Sugar-free coconut flavored meringue cookies

Yes, coconut FLAVORED, because if I added coconut flakes then they wouldn’t be quite as HCG or South Beach diet friendly.

The star ingredient in this recipe is coconut extract, which I bought back in the summer with the intention of making pineapple coconut ice cream and which I FINALLY used last week. It had been a while since I’d added any extract to my meringue cookies. I forgot what a difference a little flavoring makes!

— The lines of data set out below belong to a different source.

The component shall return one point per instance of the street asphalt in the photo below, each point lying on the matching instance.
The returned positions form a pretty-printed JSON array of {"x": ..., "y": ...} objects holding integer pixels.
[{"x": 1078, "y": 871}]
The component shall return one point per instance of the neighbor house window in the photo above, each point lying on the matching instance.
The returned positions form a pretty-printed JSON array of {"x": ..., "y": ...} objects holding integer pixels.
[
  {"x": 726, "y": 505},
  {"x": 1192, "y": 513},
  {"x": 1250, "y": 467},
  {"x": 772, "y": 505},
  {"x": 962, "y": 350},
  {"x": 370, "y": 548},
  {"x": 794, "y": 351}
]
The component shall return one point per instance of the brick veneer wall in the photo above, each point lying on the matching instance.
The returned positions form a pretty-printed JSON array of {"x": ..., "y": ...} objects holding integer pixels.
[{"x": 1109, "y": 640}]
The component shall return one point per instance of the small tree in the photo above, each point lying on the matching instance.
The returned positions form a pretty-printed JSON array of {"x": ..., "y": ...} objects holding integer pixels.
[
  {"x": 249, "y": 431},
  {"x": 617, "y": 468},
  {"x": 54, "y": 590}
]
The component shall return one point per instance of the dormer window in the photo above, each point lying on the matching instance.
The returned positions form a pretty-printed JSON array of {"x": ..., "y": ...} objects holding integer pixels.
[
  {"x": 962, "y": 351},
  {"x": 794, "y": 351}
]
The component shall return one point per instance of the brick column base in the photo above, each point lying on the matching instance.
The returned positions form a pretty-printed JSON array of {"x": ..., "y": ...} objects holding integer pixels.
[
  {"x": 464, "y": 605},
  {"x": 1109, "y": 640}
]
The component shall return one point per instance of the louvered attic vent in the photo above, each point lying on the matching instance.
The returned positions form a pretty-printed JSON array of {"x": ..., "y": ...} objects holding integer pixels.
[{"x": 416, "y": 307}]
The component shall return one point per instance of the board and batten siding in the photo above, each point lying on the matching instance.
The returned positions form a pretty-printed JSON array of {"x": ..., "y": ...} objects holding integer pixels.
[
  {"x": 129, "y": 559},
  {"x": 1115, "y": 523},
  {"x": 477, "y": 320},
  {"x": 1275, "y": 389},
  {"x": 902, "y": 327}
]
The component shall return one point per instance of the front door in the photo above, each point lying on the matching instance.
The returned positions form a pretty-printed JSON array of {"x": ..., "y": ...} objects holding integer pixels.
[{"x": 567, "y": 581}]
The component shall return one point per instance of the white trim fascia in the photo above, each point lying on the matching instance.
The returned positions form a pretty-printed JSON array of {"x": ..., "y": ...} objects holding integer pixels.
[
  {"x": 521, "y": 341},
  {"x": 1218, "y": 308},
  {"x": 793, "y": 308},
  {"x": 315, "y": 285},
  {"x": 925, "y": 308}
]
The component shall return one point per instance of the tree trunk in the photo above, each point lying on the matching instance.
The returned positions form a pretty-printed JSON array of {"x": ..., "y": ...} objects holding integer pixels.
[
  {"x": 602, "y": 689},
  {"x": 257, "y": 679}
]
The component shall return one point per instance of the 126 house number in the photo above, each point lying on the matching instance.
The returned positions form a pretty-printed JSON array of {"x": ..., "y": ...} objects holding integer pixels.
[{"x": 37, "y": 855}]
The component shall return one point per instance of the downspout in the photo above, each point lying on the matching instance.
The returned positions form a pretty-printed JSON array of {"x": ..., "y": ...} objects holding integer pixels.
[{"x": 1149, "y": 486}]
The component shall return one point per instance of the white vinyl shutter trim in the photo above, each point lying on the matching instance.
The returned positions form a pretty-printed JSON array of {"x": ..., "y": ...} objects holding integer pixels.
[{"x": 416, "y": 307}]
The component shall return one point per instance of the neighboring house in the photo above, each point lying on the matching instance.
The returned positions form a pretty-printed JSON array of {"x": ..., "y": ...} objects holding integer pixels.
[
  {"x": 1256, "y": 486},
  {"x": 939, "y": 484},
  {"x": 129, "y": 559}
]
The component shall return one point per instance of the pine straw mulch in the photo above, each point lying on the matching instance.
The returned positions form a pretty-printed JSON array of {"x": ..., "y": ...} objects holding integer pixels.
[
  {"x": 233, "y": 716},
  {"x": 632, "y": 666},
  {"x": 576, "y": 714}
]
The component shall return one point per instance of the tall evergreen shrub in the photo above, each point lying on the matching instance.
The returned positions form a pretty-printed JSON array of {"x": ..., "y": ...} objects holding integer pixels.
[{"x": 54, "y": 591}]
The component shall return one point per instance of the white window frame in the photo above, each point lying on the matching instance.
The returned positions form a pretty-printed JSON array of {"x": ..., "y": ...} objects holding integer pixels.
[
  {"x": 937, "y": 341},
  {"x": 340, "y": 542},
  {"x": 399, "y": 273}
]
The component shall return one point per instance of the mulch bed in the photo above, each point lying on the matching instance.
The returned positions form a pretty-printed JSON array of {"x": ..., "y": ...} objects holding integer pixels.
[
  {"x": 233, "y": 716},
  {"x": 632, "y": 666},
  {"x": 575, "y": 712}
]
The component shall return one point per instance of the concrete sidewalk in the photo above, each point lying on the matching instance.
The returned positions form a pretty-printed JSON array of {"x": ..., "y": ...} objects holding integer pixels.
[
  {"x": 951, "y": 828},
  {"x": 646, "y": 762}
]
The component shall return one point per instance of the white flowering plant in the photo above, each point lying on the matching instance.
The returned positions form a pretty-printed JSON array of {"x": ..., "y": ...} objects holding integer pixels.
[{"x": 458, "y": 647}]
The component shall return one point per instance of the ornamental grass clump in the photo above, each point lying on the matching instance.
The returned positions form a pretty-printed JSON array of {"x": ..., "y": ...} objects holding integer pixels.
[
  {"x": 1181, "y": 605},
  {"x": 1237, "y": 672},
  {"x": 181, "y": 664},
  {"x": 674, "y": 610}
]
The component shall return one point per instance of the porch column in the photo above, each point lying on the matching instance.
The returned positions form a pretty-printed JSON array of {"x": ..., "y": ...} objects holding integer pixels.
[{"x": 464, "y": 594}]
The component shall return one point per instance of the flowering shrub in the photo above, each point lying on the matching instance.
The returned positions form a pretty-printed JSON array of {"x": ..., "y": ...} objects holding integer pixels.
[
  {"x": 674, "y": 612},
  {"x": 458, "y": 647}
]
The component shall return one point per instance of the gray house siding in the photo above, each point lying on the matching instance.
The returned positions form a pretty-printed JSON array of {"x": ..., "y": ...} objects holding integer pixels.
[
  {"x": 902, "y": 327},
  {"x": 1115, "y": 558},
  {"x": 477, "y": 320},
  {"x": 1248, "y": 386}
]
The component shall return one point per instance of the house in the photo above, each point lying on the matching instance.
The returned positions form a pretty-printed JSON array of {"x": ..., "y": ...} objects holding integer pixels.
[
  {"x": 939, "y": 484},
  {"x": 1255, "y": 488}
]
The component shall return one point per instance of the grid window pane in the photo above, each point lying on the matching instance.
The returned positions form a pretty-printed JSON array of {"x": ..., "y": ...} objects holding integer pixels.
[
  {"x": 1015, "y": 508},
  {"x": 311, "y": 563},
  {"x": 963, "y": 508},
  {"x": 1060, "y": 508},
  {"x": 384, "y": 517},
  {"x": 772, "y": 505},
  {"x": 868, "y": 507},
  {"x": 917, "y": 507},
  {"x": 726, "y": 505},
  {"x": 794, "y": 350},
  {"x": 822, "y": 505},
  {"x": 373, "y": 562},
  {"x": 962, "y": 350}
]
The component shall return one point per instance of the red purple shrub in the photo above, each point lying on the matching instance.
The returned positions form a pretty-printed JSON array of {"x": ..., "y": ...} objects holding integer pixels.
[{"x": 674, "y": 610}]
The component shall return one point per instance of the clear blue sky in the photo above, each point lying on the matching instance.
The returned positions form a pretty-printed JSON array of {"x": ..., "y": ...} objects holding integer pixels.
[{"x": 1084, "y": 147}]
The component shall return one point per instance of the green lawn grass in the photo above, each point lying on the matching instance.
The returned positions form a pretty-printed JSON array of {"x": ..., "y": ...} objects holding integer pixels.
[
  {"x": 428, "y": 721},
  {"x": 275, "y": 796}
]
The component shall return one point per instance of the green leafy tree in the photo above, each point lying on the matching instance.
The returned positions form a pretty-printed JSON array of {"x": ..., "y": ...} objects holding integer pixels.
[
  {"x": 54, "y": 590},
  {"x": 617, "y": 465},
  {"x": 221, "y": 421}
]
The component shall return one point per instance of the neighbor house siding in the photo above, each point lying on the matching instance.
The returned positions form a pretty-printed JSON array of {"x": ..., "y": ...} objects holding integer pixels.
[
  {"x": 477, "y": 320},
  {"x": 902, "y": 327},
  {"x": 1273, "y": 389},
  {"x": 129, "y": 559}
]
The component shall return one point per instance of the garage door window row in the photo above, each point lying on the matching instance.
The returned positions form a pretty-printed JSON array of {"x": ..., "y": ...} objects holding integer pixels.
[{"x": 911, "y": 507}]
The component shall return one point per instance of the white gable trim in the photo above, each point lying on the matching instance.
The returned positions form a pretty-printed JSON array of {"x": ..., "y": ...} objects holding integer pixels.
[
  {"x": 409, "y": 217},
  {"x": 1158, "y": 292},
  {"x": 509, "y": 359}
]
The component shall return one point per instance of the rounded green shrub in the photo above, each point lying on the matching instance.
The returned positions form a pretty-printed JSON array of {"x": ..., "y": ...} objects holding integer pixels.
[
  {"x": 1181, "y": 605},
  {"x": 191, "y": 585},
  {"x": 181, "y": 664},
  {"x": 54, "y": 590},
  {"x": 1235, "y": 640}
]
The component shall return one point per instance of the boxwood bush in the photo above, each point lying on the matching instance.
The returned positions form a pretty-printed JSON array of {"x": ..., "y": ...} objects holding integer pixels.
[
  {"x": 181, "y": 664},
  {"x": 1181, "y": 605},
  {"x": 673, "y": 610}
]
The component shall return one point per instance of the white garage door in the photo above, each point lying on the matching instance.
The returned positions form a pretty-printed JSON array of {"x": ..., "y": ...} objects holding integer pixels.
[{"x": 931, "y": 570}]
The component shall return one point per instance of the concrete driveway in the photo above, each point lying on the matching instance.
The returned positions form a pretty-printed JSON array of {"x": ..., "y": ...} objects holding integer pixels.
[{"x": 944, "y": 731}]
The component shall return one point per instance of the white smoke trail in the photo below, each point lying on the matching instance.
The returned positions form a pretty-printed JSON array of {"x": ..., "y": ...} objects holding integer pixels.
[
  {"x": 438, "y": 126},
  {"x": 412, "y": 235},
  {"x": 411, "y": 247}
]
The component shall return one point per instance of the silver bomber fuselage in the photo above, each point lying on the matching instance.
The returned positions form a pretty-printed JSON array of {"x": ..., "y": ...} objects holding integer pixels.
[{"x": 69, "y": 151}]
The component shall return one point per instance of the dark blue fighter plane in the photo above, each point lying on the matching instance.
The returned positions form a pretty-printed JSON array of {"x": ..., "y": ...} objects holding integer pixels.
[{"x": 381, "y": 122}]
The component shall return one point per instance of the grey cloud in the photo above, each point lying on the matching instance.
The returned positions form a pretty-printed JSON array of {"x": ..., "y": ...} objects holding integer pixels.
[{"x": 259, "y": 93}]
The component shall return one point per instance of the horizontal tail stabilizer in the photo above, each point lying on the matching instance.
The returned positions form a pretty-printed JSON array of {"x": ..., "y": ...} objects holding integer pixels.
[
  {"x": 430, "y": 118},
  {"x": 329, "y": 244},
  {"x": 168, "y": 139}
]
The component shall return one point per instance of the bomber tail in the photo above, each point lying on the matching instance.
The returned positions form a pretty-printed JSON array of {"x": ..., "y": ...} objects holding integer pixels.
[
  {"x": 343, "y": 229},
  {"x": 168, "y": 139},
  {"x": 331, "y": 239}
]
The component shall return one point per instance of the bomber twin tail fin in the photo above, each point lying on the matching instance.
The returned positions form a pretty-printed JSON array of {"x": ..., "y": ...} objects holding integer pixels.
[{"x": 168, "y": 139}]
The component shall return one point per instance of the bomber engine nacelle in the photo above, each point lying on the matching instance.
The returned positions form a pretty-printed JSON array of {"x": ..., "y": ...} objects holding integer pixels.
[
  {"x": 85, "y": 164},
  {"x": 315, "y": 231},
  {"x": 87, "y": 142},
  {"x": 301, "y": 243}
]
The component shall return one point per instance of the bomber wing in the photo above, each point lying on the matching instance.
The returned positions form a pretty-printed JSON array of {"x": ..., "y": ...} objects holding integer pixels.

(Note: the only difference between this recipe and my one for regular meringue cookies is Step #7. It’s not lazy of me that I copied most of that post and pasted it here, is it? I just didn’t see the purpose of rewriting it when I already wrote it so well the first time.:-))

Sugar-free Coconut Flavored Meringue Cookies


  • 1/2 cup liquid egg whites (or the equivalent, which is three egg whites)
  • 2 Tbs. Truvia
  • 1/4 teaspoon cream of tartar
  • 1 teaspoon coconut extract


1. Place the liquid egg whites into a metal bowl and let them warm up to at least room temperature. (I place the bowl on the oven while the oven is pre-heating so the egg whites get even warmer.)

2. Preheat the oven to 215 degrees Fahrenheit.

3. Line a cookie sheet with parchment paper.

4. Beat the eggwhites for about 5 minutes, until they start to stiffen.

5. Slowly add in the Cream of Tartar while continuing to beat the egg whites.

6. Slowly add in the Truvia while continuing to beat the egg whites.

7. Add the coconut extract and continue to beat. I try to drizzle it down the side of the bowl, as opposed to just pouring it in the center, because egg whites are VERY sensitive!

(The total beat time is about 10 minutes. You’ll know you’re done when you’re able to turn the bowl upside down and nothing falls out.)

8. Use a spoon to dollop the egg whites on to the parchment paper (I like to make 36 bite-sized cookies).

9. Put the tray in the oven for 25 minutes.

10. Rotate the tray and leave it in for another 22 minutes. (Every minute makes a difference. I like the texture the best at 22 minutes, but you might like them crunchier at 23 or 24 minutes. Feel free to experiment!)

11. When the time is up, turn the oven off but leave the cookies in there for a while, then transfer them to an airtight container. (This is especially important during the summer months when it’s humid. When it’s warm outside I’ll leave them in the oven for like an hour. But in the winter I usually take the tray out after only 20 minutes and just let them sit on top of the stove.)

All finished:



On the ingredients:

The recipe comes out perfectly fine when you use liquid egg whites, but on the few occasions when I’ve been able to use real egg whites, well, it has definitely been a treat! The texture is a bit different.

As far as the sweetener is concerned:  So far I’ve tried Sweet Leaf, Truvia, Stevia in the Raw, and various brands of liquid Stevia. I find that Truvia is the best, especially for baking, because there is less of a nasty, bitter aftertaste. I’ve read that there is debate over whether Truvia is truly “natural,” because of some of its ingredients. Honestly, I don’t care. It tastes the best, so that is what I use.

On the preparation:

You’ll know that the egg whites have been perfectly beaten when you’re able to turn the bowl upside down without the meringue falling out. I swear, every time I turn the bowl upside down and it doesn’t move I feel a huge sense of accomplishment.

On cooking:

I rotate the tray halfway through because in my oven they don’t cook evenly if I don’t do that. But I’ve read some recipes that say you shouldn’t open the oven when you’re cooking them. So…yeah, I don’t know.